Vários desses intelectuais trotskistas, muitos dos quais orbitavam em torno da Universidade de Nova York e do célebre filósofo John Dewey (que participou do julgamento alternativo de Trótski no exílio, um protesto contra os processos de Moscou), se destacariam na vida intelectual americana à esquerda e à direita. Uma das melhores coisas do livro são os momentos em que Trótski tem que lidar com as dissidências dentro do trotskismo americano, como quando intelectuais defendiam o abandono da dialética por seu caráter “místico”. A dificuldade de lidar com a divergência dentro do partido diz muito sobre o que a experiência como Comissário do Povo fez com Trótski. Fiquei pensando aqui o que teria acontecido se Trótski tivesse se convertido ao pragmatismo americano. Podia ter dado certo.
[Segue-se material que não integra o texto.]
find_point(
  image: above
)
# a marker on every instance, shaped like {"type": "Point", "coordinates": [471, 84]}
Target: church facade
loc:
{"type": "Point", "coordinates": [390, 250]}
A divergência política com os intelectuais americanos foram bem mais agudas que as teóricas. Trótski morreu acreditando na União Soviética, acreditando que, por exemplo, a invasão da Finlândia ou da Polônia por Stalin poderiam (quando a burocracia stalinista fosse derrubada) adquirir um caráter “progressista” (o que apavorava os trotskistas americanos; e não devia entusiasmar os trotskistas torturados pela NKVD na guerra civil espanhola). Havia um certo nacionalismo soviético em Trótski, o que não deixa de ser irônico no crítico do “socialismo em um país só”. No processo de se distanciar dessa posição, alguns ex-trotskistas acabaram por se tornar defensores de uma política externa agressivamente anticomunista, formando um dos núcleos do neoconservadorismo americano atual.
No fim da vida Trótski (em A URSS na Guerra) lançou um desafio que assombrou os trotskistas após sua morte: acreditava que a segunda guerra mundial, como a primeira, daria início a um novo ciclo revolucionário, tanto no Ocidente quanto na URSS, que levaria o fim da “degeneração” do Estado Soviético. Mas dizia também que, se nada disso ocorresse, seria necessário enfrentar a hipótese de que o ideal socialista foi apenas uma utopia:
A alternativa histórica, levada até o fim, é a seguinte: ou o regime de Stalin é uma recaída detestável no processo de transformação da sociedade burguesa em uma sociedade socialista, ou o regime de Stalin é o primeiro estágio de uma nova sociedade exploradora. Se a segunda hipótese mostrar-se correta, então, logicamente, a burocracia se converterá em uma nova classe exploradora. Por mais custosa que seja a segunda perspectiva, se o proletariado se mostrasse realmente incapaz de cumprir a missão que lhe impõe o curso dos acontecimentos, restaria somente reconhecer que o programa socialista, baseado nas contradições internas da sociedade capitalista, acabou sendo uma utopia. E, por si só, estaria evidente que seria necessário um novo programa “mínimo” para a defesa dos interesses dos escravos da sociedade burocrática totalitária.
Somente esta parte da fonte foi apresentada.